Rheumatoid arthritis (RA), the most severe and disabling joint disease, affects almost 1% of the general population. Although autoimmune mechanisms are considered to initiate the disease, no causative agent has yet been characterised and, thus, preventive therapy is still out of sight. Current therapy aims to control signs, symptoms and structural damage of RA. This includes symptomatic treatment and disease-modifying antirheumatic drugs (DMARDs).

Cytokine blockade
During the past 10 years, research has focused on developing targeted cytokine inhibitors. Inhibition of tumour necrosis factor (TNF) and interleukin (IL)-1 is an effective tool to treat RA. TNF- and IL-1-blockers can either be antibodies (such as infliximab and adalimumab), soluble receptors (etanercept) or antagonistic proteins (anakinra). All these drugs are large molecules (“biologicals”), which need to be injected either subcutaneously or intravenously.

The main advance of the introduction of cytokine blockers for the treatment of RA is their ability to achieve clinical response in patients who have failed to respond to therapy with conventional DMARDs.(1–5) This allows control of the disease in a wider patient population.
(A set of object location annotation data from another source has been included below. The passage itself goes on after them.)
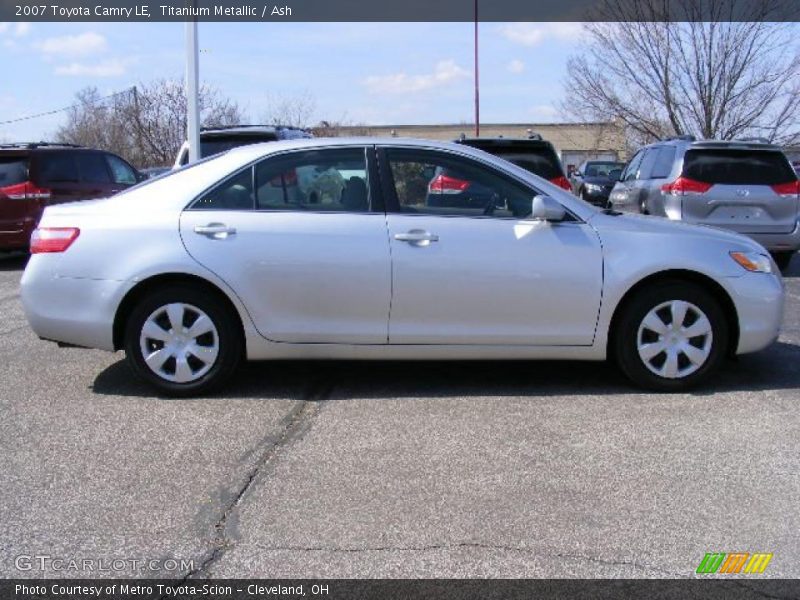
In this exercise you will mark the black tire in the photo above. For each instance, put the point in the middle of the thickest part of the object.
(782, 259)
(625, 337)
(229, 339)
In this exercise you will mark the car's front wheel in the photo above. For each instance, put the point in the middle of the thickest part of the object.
(670, 337)
(183, 341)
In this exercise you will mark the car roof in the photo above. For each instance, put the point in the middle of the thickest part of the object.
(499, 142)
(17, 146)
(245, 130)
(254, 151)
(692, 144)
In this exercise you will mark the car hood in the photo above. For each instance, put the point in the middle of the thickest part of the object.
(661, 226)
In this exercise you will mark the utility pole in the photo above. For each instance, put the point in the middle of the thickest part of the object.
(192, 91)
(477, 84)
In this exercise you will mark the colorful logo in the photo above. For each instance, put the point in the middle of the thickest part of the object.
(734, 562)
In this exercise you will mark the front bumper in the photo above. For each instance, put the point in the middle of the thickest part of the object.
(758, 298)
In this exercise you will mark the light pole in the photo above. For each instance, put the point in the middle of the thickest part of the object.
(477, 86)
(192, 90)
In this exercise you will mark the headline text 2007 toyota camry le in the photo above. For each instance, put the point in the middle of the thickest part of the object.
(357, 249)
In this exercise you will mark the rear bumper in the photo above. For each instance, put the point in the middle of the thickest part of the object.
(779, 242)
(759, 299)
(69, 310)
(17, 237)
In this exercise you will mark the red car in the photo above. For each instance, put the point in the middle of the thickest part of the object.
(36, 175)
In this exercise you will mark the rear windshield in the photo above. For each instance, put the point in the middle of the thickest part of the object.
(737, 167)
(543, 163)
(216, 145)
(13, 170)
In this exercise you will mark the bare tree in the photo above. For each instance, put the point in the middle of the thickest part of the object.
(724, 71)
(291, 111)
(146, 125)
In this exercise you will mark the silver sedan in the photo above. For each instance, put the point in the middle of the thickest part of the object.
(423, 250)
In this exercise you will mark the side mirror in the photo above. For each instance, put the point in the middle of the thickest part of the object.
(544, 208)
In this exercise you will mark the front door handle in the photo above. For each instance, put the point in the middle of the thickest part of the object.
(417, 237)
(217, 231)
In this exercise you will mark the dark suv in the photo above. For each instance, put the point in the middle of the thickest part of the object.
(36, 175)
(214, 140)
(532, 154)
(745, 186)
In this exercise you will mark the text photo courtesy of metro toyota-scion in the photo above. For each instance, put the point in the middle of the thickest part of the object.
(345, 299)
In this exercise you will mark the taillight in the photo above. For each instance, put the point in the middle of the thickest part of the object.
(442, 184)
(562, 182)
(53, 239)
(790, 189)
(683, 186)
(25, 191)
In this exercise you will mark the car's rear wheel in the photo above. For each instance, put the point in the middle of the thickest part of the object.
(670, 337)
(782, 259)
(184, 341)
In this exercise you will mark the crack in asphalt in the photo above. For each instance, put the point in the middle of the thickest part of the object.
(481, 545)
(295, 423)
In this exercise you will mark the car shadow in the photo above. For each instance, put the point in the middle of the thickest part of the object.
(778, 367)
(13, 261)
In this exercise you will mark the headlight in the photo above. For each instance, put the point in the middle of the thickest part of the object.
(753, 261)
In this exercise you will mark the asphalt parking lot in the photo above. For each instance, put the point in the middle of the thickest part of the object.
(344, 469)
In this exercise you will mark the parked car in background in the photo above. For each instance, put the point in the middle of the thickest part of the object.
(214, 140)
(746, 187)
(36, 175)
(152, 172)
(217, 262)
(533, 154)
(593, 181)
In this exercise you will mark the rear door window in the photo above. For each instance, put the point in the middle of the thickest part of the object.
(646, 166)
(122, 171)
(332, 180)
(663, 164)
(633, 167)
(59, 167)
(13, 170)
(93, 168)
(737, 167)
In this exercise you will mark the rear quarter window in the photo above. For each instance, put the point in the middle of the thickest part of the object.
(13, 170)
(737, 167)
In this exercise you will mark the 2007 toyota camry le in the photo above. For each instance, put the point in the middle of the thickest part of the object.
(404, 249)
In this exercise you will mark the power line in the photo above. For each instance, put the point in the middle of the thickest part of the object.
(58, 110)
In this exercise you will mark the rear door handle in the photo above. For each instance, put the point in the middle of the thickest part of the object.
(217, 231)
(416, 236)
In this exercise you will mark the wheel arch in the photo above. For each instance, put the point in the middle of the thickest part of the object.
(681, 275)
(144, 287)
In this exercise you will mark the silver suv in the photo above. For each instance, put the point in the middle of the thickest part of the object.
(747, 187)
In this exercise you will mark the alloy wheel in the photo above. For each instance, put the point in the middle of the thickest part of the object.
(179, 342)
(674, 339)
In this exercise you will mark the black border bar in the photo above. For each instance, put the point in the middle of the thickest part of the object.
(734, 588)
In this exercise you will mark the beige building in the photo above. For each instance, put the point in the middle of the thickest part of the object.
(574, 142)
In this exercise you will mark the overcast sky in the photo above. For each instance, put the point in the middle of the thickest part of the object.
(371, 73)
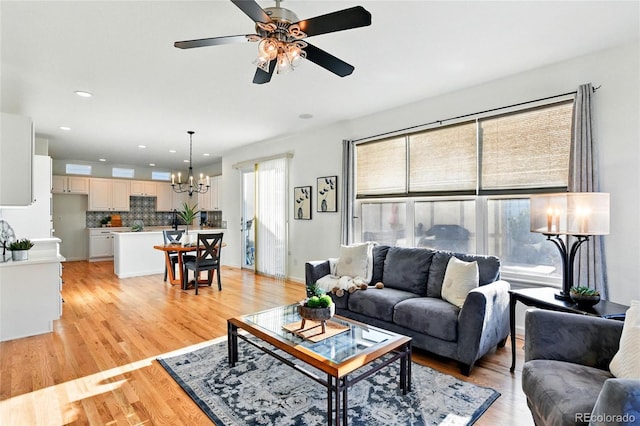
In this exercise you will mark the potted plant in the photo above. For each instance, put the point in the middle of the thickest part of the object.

Furthermore, TNF- and IL-1-blockers are particularly effective in interfering with the structural damage caused by RA, which is considered the main factor for persistent loss of joint function.(1,2,6)

Clinical studies
To date, most clinical studies on cytokine blockers have been performed on patients refractory to conventional DMARD treatment. These patients received either monotherapy with a cytokine blocker or placebo-controlled combination of the cytokine blocker with conventional DMARD treatment. Hence, it remains unclear from these studies whether cytokine blockers achieve better responses than conventional DMARDs, since no head-to-head comparison has been undertaken. Interestingly, although such head-to-head analyses are still scarce, these studies (Early RA [ERA] and Trial of Etanercept and Methotrexate with Radiographic Patient Outcomes [TEMPO] trials) showed that both approaches may be equally effective in reducing signs and symptoms in RA patients.(1,7)

Methotrexate (MTX) and etanercept equally reduced signs and symptoms of MTX-naive patients with early and established RA. Considering the high treatment costs and precautions of long-term safety of cytokine blockers, these data clearly underline the role of conventional DMARD treatment in modern RA therapy.

Clinical studies have shown that remission of RA is not observed in a majority of patients treated with conventional DMARDs or with cytokine blockers.(1–5,8) A 20% improvement of the signs and symptoms of RA, defined according to the American College of Rheumatology (ACR) response criteria (ACR20), is usually achieved by 50–70% of patients in clinical studies. This ACR20 response has been designed to discriminate the specific effect of a drug from the placebo response.(9)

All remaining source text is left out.